The local expert cited the events that unfolded more than two decades ago to support his observation. 

“The Reserve Bank cut the cash rate to a then relatively low 4.25 per cent in December 2001, amid ongoing global uncertainty following the 9/11 attacks. However, this rate didn’t last long. By May 2002, the rate increased to 4.5 per cent and kept increasing until early 2008 when it peaked at 7.25 per cent, just before the GFC.

“And what happened to Perth property prices during this time? They rose significantly. Perth’s median house price grew sharply each year until 2008, despite the higher rates and subsequent increases,” he stated. 

He also cited Perth’s relative affordability compared to its eastern counterpart as its main advantage over bigger capital cities. 

“Many households in Melbourne and Sydney are spending around 40 per cent of their disposable income on mortgage repayments, according to data from the Real Estate Institute of Australia. Households in Perth, however, are spending circa 26 per cent on meeting loan repayments,” Mr Hughes stated.

Looking forward, he expects that the persistently low supply in both the rental and sales markets will often lead to upward pressure on property values.

“Supply chain constraints and labour shortages have also dampened the development pipeline, making it unlikely there will be a significant rise in housing stock any time soon,” he added. 

Mr Hughes also forecasts that border openings will also weigh on the market, with interstate and international arrivals expected to bolster demand. 

Tasmania 

Simon Pressley, the managing director of Propertyology, said that Tasmania’s three biggest capitals notched significant rates of capital gains in recent history due to favourable market conditions. 

“Tasmania’s three largest markets produced outstanding rates of capital growth over the past three years (Hobart 60 per cent, Launceston 80 per cent, and Burnie 70 per cent),” Mr Pressley said. 

While he does not expect the rate of capital growth to reach the same lofty levels in the coming months, he said: “The pressure will continue to be more than normal and double-digit rates of capital growth are therefore likely.
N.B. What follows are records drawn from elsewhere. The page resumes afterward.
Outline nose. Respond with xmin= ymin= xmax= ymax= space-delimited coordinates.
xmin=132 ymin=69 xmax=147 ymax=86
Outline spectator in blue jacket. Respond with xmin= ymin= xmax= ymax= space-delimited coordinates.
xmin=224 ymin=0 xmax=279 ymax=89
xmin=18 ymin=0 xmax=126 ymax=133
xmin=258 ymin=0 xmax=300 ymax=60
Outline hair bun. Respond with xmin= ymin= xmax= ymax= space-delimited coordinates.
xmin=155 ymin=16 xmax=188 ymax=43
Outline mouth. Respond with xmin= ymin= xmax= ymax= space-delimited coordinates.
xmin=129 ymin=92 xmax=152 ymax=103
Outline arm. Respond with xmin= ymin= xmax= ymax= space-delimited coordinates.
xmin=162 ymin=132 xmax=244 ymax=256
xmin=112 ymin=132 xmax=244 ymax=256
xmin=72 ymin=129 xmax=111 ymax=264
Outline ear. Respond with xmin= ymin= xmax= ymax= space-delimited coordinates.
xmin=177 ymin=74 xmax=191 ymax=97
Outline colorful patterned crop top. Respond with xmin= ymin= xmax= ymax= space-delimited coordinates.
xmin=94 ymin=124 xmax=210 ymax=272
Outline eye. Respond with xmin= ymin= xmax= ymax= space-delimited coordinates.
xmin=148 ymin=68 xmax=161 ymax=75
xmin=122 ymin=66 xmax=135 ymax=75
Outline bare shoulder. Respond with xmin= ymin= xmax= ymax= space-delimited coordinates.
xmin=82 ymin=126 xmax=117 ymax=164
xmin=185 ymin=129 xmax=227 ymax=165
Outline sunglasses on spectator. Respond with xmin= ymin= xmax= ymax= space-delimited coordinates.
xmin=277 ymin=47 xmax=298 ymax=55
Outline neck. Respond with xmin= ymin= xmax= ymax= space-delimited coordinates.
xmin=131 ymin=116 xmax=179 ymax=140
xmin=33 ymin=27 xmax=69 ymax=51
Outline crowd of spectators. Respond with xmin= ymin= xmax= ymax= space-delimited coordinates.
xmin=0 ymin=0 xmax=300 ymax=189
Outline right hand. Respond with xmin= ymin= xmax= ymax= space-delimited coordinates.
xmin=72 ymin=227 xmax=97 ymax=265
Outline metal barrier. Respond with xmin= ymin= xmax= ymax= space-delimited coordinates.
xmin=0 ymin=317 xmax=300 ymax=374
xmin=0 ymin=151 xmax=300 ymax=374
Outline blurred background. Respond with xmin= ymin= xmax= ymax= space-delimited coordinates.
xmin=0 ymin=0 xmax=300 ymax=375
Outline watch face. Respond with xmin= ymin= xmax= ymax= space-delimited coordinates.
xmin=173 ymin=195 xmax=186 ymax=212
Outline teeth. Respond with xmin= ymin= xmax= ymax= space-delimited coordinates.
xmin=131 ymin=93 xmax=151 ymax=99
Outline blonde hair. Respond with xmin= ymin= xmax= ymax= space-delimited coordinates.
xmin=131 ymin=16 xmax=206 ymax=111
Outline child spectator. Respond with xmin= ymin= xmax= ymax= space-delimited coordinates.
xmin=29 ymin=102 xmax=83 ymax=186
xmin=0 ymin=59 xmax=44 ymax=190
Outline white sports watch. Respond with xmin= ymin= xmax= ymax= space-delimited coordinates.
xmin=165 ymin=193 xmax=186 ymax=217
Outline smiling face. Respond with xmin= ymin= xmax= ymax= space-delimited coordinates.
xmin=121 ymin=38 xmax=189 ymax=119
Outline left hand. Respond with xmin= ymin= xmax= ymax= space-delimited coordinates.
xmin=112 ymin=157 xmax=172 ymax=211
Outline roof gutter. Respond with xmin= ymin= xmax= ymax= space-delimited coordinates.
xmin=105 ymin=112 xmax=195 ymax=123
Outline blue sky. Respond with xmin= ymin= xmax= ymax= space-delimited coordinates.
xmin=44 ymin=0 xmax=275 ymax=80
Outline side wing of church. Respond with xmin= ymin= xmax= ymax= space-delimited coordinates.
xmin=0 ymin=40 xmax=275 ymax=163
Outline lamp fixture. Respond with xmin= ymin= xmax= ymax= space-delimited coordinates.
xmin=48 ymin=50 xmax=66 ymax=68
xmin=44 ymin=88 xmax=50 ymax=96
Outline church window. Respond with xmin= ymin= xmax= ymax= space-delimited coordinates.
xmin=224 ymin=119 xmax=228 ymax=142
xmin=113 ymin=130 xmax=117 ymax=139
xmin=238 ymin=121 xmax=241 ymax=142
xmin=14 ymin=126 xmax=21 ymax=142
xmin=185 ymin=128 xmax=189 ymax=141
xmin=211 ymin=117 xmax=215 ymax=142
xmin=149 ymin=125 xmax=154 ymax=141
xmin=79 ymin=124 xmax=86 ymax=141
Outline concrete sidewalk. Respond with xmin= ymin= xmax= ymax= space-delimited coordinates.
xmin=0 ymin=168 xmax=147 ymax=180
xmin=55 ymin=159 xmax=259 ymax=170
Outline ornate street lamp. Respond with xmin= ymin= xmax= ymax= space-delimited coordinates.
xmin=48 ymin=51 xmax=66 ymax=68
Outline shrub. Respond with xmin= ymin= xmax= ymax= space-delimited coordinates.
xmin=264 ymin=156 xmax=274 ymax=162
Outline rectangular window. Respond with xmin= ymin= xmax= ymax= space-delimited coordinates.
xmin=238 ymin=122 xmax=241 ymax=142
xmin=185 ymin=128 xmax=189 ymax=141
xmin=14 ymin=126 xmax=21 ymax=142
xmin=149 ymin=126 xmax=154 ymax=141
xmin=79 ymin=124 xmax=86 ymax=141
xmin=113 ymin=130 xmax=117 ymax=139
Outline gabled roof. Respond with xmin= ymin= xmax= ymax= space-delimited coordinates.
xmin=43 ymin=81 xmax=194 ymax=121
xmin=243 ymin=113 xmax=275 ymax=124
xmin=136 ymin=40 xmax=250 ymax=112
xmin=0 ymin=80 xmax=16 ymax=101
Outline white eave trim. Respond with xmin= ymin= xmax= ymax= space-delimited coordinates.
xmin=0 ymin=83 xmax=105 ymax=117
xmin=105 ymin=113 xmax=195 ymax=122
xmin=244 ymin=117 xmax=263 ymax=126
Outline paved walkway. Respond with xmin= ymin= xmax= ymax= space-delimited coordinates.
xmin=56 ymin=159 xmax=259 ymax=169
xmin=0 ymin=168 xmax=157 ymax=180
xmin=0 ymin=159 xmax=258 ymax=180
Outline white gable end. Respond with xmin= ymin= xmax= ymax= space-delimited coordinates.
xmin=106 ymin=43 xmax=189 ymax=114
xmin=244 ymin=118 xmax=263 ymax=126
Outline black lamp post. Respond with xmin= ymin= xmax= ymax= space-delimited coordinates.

And the incredible upward pressure on rents is not going away any time soon.” 

The property expert also forecasts the Tasmanian economy’s continued strength to put a floor on property values. 

“The Tasmanian economy has been the nation’s best for four consecutive years and, just this month, produced an all-time record low unemployment rate.

“Meanwhile, household finances have never been stronger due to record high values in both home equity and liquidity (huge cash reserves in mortgage offsets and redraws,” Mr Pressley stated. 

Looking forward, he predicts that home upgraders, first home buyers, and investors will play the role of active market purchasers in the foreseeable future.